What went wrong? At press time, members of the accident investigation board still scour for answers.

But shuttle landings are tricky. When a shuttle first lifts off from Earth, it gathers enormous kinetic energy (moving energy) to orbit the planet once every 90 minutes, at a speed of about 28,000 kilometers (17,500 miles) per hour. To deorbit, a shuttle must shed that energy to slow down. One hour before landing, it flies upside down and backwards, then fires its engines for 2.5 minutes--easing the shuttle's speed.

After this deorbit burn, the shuttle flips upright and tilts nose-up 40 degrees; its belly bears the first encounter with the atmosphere (protective layer of gas surrounding Earth). The high-speed meeting between the shuttle and thickening atmospheric gas molecules causes friction (rubbing forces), which generates heat up to 3,000[degrees]F. But almost 24,000 hand-laid, heat-resistant ceramic tiles protect the shuttle's aluminum hull from enveloping plasma (super-heated gas).

At about 38 minutes into descent, Columbia's sensors red-flagged trouble. Mission Control instantly realized the temperatures of the left wheel well (conceals a wheel that descends for landing) and then the shuttle's left side had spiked significantly. Shortly after, a strong drag (pull) began to tug on the craft's left wing. This triggered Columbia's emergency autopilot mode into action, which used extreme steering to counter the drag and correct the flight path. The explosion occurred soon after.

Why? Theories abound:

* A breach in the left wing or wheel well let plasma penetrate. The well's inner wall is made of unprotected aluminum, which melts at 1,220[degrees]F.
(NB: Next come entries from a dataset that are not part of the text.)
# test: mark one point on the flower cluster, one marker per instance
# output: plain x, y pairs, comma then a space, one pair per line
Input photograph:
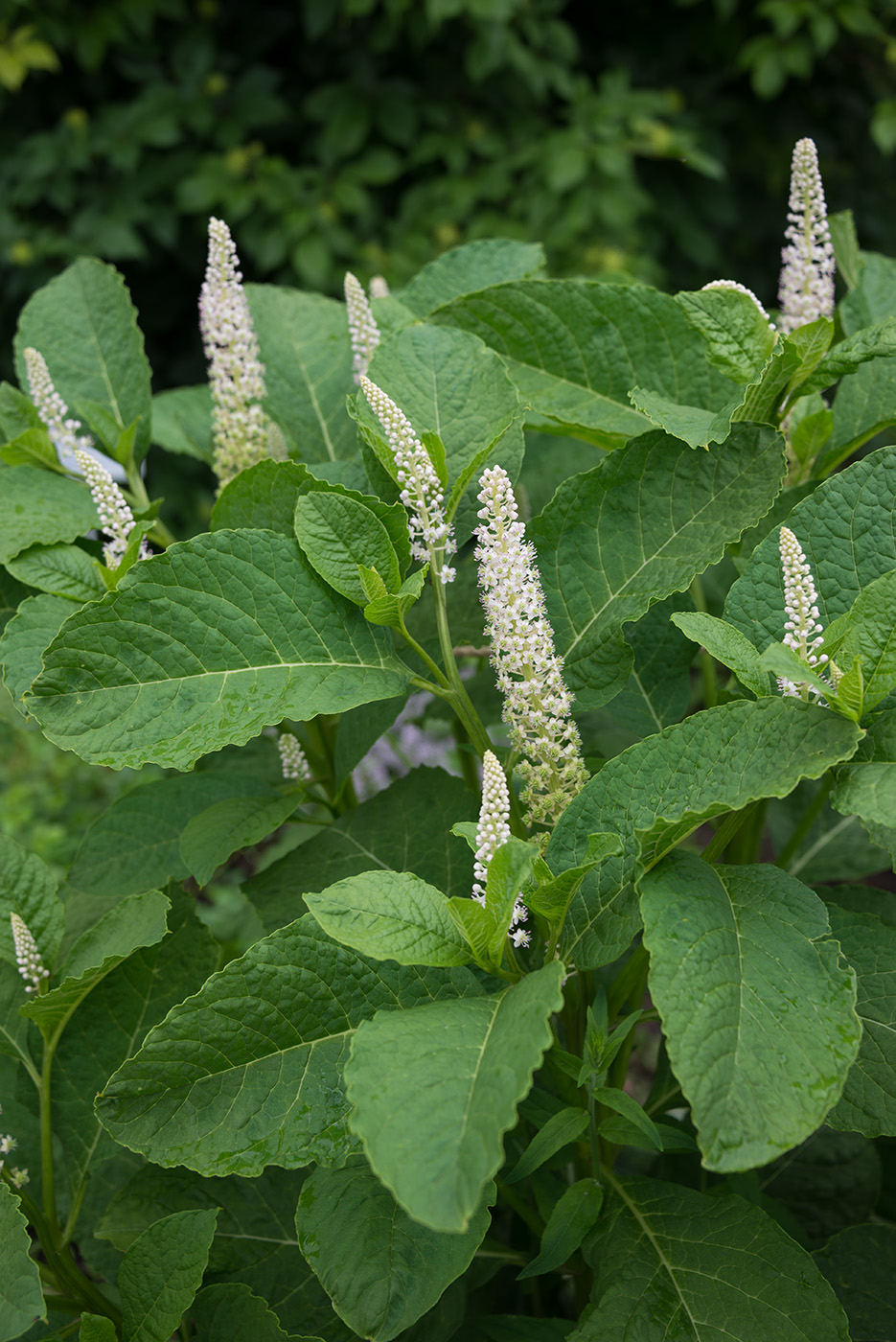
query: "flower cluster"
364, 332
431, 537
537, 704
31, 966
804, 631
806, 286
491, 832
741, 289
53, 409
237, 375
295, 765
* A NASA video shows that 81 seconds after liftoff, a 20-inch, 2.5-pound piece of foam insulation broke off from Columbia's external fuel tank, striking the bottom side of the wing. Could this have damaged protective tiles?

* Could a high-speed encounter with tiny space debris have caused a breach?

As each day passes, fewer pieces of wreckage surface. Missing are some that may hold vital clues to the shuttle's end. On February 18, investigators reported that Columbia actually started dropping wreckage over California, six minutes before it disintegrated over Texas. But fragments were so small they would have burned up in the atmosphere. "We've got more detective work," says shuttle program-manager Ron Dittemore.

1957 Dawn of the Space Age: October 4, when the former Soviet Union launched the first human-made object into space. Sputnik was a basketball-size 183-pound satellite that orbited Earth in 98 minutes.

1961 First man in space: Yuri Gagarin on April 12. The 27-year-old Russian flew one 108-minute orbit around Earth. During reentry, he parachuted from Vostok 1 at 7 km, landing in a field.

1961 First American in space: Alan B. Shepard on May 5. "What a beautiful view!" he said of his 15-minute solo journey in a Mercury capsule. Nearly one year later, John Glenn became the first American to orbit Earth.

1965 In March, Russian Aleksei Leonov became the first spacewalker--attached to a tether for 12 minutes. American Ed White followed in June.

1969 Historic first: On July 20, Nell Armstrong and Buzz Aldrin landed and walked on the moon. Armstrong's live-televised quote: "That's one small step for a man, one giant leap for mankind."

1981 On April 12, space shuttle Columbia debuted as the world's first reusable spacecraft. Before shuttles, space missions ended by nosediving into oceans--astronauts had to be fished out.

2000 The first crew traveled to the International Space Station on October 31. The orbiting space lab is the largest scientific cooperative program in history, with resources and expertise from 16 nations.

DISCOVERY TIMELINE

"To leave behind Earth and air and gravity is an ancient dream of humanity. For these seven it was a dream fulfilled.... Each of them knew that great endeavors are inseparable from great risk. And each of them accepted those risks willingly, even joyfully, in the cause of discovery."